How much investment and effort are put into innovations at Schmid?
Huge efforts. You can see that from the fact that we run industrial-scale manufacturing for silicon to module in our technology centers without selling end products, but just doing R&D on industrial production systems.
What’s next at Schmid as you strive to improve your technologies and drive solar manufacturing innovation?
At the PVSEC this year in Hamburg, we will introduce a new technology that reduces manufacturing costs by 6 cents per watt peak. That’s a quantum leap.
What have you been doing to grow your presence in the international solar arena?
Presence at all major shows and conferences worldwide as well as expanding our strong sales and service team in all major PV manufacturing countries.
What are your expectations for the development of the PV market in Germany and Europe in the coming years?
The growth rate will definitely slow down and may come to zero in Germany. However, new markets will grow in India, China and Korea.

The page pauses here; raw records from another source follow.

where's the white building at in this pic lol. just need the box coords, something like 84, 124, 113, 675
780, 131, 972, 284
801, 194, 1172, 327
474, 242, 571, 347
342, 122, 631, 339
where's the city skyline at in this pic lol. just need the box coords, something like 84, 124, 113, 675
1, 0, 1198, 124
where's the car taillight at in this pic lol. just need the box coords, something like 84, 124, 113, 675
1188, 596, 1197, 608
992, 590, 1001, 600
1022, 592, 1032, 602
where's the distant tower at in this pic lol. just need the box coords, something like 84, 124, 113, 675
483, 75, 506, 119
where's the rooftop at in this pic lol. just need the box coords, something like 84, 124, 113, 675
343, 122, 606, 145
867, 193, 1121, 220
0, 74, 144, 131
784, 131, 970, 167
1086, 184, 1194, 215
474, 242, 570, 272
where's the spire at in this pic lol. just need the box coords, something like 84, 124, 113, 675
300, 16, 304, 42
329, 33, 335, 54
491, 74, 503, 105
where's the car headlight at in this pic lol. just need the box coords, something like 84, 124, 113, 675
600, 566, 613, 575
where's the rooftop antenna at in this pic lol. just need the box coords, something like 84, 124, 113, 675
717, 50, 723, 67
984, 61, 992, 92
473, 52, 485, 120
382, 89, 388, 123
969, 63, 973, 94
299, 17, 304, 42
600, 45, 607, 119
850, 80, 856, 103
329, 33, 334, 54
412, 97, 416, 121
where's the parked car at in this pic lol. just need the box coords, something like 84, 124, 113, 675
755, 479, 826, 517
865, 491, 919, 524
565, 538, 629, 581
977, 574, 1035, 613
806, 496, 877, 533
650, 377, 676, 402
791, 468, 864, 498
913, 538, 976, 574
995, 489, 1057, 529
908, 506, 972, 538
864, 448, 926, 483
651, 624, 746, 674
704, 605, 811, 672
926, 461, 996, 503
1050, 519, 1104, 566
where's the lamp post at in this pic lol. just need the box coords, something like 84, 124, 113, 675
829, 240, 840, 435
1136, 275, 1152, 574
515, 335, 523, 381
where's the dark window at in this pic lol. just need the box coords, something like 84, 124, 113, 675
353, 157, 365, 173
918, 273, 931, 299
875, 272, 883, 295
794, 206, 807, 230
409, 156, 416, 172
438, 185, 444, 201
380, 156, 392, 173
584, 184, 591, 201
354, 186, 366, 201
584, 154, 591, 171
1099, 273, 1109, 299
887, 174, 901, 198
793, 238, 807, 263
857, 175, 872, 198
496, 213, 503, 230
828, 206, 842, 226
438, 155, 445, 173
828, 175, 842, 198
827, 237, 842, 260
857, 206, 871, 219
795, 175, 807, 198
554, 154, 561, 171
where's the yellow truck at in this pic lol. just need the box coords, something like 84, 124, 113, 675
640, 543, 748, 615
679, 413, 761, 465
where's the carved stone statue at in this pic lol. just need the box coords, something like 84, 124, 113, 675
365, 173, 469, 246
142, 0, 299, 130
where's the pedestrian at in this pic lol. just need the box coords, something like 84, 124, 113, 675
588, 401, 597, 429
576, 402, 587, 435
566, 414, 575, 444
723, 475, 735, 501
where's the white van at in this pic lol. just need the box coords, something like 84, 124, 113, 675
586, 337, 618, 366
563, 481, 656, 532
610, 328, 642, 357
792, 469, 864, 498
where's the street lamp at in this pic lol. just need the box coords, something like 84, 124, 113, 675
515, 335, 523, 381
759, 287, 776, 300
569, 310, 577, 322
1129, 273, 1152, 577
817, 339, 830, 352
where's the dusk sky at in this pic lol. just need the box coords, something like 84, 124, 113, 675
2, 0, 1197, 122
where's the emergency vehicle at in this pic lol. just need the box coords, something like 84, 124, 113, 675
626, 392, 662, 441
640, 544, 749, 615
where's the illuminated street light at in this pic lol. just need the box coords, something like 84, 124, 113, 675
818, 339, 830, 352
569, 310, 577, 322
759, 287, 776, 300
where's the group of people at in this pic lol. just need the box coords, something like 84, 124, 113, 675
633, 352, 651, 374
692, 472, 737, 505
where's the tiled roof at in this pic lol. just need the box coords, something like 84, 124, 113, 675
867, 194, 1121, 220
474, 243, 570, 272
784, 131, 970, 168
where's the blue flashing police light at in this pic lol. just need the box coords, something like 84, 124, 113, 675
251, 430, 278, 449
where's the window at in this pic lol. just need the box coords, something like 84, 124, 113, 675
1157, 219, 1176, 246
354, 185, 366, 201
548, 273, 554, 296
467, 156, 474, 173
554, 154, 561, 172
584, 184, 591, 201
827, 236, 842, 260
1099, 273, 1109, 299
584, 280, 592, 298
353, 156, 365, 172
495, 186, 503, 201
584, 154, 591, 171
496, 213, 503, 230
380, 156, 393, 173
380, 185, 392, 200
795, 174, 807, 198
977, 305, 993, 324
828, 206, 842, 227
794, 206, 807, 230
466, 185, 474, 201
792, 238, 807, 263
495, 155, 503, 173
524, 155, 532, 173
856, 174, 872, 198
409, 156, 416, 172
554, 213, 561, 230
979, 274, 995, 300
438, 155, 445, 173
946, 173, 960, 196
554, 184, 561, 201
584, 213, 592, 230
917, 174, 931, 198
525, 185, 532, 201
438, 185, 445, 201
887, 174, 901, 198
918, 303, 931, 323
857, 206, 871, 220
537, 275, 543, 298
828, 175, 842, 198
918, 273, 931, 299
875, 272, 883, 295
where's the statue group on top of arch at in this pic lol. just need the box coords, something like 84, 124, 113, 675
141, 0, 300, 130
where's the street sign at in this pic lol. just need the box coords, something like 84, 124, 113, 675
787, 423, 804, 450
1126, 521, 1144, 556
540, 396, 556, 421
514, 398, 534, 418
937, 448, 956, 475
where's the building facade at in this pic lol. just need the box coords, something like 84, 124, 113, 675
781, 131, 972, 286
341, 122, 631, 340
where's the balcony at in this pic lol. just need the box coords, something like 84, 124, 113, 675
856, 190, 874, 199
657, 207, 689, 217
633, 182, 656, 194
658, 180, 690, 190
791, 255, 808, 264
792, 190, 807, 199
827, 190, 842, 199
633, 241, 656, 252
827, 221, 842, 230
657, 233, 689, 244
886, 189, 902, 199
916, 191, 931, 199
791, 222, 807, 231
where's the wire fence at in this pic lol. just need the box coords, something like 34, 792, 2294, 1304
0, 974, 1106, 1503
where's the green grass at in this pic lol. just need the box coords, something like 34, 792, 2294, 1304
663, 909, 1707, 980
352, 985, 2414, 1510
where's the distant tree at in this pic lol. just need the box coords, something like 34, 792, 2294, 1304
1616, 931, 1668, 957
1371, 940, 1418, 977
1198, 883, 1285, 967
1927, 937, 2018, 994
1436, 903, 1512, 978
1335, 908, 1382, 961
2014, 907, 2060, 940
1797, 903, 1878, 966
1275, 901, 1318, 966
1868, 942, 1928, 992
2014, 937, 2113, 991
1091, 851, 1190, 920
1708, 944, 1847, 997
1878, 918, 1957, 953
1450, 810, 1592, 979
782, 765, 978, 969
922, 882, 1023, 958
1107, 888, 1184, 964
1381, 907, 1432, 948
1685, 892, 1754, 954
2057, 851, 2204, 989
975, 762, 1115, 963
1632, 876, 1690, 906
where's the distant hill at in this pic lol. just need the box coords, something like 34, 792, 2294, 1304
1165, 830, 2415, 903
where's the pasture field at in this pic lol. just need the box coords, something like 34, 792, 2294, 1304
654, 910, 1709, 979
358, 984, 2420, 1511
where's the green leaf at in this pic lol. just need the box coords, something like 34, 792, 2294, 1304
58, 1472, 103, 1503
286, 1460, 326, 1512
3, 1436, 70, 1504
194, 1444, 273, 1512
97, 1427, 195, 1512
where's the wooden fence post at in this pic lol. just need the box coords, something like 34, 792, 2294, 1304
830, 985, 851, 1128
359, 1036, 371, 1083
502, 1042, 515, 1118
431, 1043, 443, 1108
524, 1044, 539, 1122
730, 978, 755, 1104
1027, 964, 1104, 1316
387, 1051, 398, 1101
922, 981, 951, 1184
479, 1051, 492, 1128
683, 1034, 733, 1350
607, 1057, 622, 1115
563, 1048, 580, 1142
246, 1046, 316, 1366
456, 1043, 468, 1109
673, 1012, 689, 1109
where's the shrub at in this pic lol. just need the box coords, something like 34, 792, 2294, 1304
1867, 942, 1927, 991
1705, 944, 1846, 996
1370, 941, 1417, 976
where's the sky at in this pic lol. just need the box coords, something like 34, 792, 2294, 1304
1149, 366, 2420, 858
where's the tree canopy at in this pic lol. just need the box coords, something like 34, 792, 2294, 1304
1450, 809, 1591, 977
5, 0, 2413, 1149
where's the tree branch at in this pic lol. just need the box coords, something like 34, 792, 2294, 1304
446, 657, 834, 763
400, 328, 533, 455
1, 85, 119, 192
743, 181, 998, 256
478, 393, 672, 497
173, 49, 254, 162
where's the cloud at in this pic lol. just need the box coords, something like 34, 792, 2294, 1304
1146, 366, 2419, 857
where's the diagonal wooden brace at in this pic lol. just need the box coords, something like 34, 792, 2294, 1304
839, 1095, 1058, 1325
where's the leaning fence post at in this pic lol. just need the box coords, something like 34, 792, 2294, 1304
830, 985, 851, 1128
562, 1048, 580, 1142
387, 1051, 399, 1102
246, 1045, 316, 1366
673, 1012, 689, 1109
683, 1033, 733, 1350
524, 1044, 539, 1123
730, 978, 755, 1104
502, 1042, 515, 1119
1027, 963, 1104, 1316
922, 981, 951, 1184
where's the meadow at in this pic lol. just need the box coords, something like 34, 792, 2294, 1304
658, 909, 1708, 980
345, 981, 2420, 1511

Schmid has introduced a selective emitter technology and claimed the utilization concept of the selective emitter increases the efficiency of the solar cell by up to 0.8%. Could you please explain about this technology and why you see it has a future?
We do use a masking and back etching process. Since we do start with a highly doped emitter, we do see this process as the only process having a large process window. It can be controlled by and in situ closed control loop and has the big advantage that even if misalignment occurs during the metallization, we still do get a reasonable solar cell. All other processes introduced to the industry starting with a lightly doped emitter have smaller process windows and create shunting. In our belief, this will become the standard in PV manufacturing very quickly.
How do you evaluate your performance last year and how much growth do you expect for this year?
Last year, we grew about 30% and we fortunately do see the same for this year if not a bit more.